Playboy After Dark

Over the past week or two I've been watching DVDs of a curious artifact in the history of American TV: Playboy After Dark, a variety show that was hosted by Playboy magazine's publisher and editor Hugh Hefner. They are fascinating time capsules.

The show had two incarnations. In 1959-60 it ran for one year under the name Playboy's Penthouse. The DVD collection contains a long, self-congratulatory yet revealing interview with Hefner in which he talks about the genesis of the show. His desire was to be the personification of the ideal Playboy man, and thus he remade himself to fit that image. The show was a representation of a cocktail party at his bachelor pad, with beautiful girls strategically placed like furniture and young men in tuxedos, listening to jazz and talking about the issues of the day.

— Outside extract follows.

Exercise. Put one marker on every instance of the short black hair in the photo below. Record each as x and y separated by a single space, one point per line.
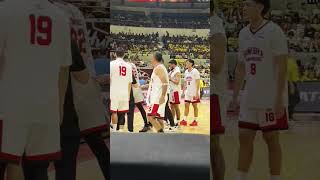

This seems quaint now, but there is a very appealing aspect to the show, especially since the period is somewhat in vogue now, due to Mad Men. The first volume of DVDs contain two shows from this period. One of them is dominated by the talent of Sammy Davis Jr., who performs in his inimitable style. Hefner mentions in the interview that the show was not carried on stations in Southern states, because the show had whites and blacks intermingling as equals. The other, in retrospect, packs quite a wallop, featuring Lenny Bruce, Ella Fitzgerald, and Nat King Cole (who doesn't sing). Since the show is set up as a party, Bruce does his thing sitting on a sofa, surrounded by listening guests. Author Rona Jaffe is also a guest, discussing her new book, and Hefner shows a clip from the movie that was made from it (he shows it from a projector onto a screen on the wall). My favorite part was when composer Cy Coleman (who wrote the theme of the show) performs his new song, which was just about to be recorded by Frank Sinatra--"The Best Is Yet to Come."

The attitudes of swells of the late fifties are on full display here, including a snooty attitude toward rock and roll (the Playboy man of that time dug jazz). But when the show returned ten years later, rock was embraced, as it was the time of psychedelia. The name was changed to Playboy After Dark, no doubt because the Penthouse name had been co-opted by Bob Guccione, and the show now reflected the times, looking a lot like Laugh-In--lots of kaleidoscope images, girls in miniskirts, and men in ruffled shirts and medallions.

The shows were mixtures of comedy and music, with the emphasis on the latter, and since different styles were straddled there were some interesting pairings. In one episode a barefoot Linda Ronstadt belted out some country tunes, and then later joined smooth-voiced jazz singer Billy Eckstine for a duet on "God Bless the Child." Joe Cocker and the Grease Band were another musical guest. On another show Sonny and Cher, Vic Damone, and Canned Heat were all guests, and played a game with Hef in which they described what animals they would be (Sonny, with Cher giving him a malevolent stare, said he would be a cat).

The comedy sequences don't hold up well. Mostly they are visits by established talk-show denizens such as Louis Nye, Dick Shawn, and Larry Storch, doing mild bits that didn't seem that funny even then. Sid Caesar does some voices, and Mort Sahl talks about the politics of sex. A nadir is when Rex Reed, flamboyant in a white suit, does some improv with Patty Duke.

As with the earlier show, one of the later episodes is dominated by Davis. He joins Anthony Newley for a medley, with Bill Cosby vamping behind them, and then is surprised by Jerry Lewis and Peter Lawford. The standard show-biz schmoozing commences, with Davis, referring to men as "cats" telling Hef how much Lewis means to him, and then joining him for a song.

These shows are pretty fascinating, not only for the talent involved but what they say about times gone by. I've been reading Playboy for thirty-five years and am not about to stop, but I recognize its weaknesses. The editorial board may support feminism, but they can't eradicate the essential sexism of the whole enterprise, which is magnified by these shows. The models are adornment, with blank stares on their faces. In the later years Barbi Benton was Hef's girlfriend, and she is like an appendage, staring up at him with an admiring gaze that suggests she's been drugged or hypnotized. This also represents a time when Playboy was much more relevant--in one show Hef shows off a model of the DC-9 the company had purchased. That plane was sold long ago, as the magazine's circulation dropped (and continues to drop). At one time they sold seven million copies a month, several times what they do now.

Comments

  1. Have you seen the segment when George Carlin does standup on it? It was on YouTube a while back (deleted months ago) and it was quite fascinating to see. It was in the middle of his transformation from conventional to groundbreaking comedian; he'd grown the beard, but he actually still looked quite different from what most people knew him to look like from the early 1970s.

    His routine is mainly a segment from what would be his 'AM/FM' album, would've been quite cutting edge for a 1970 TV show.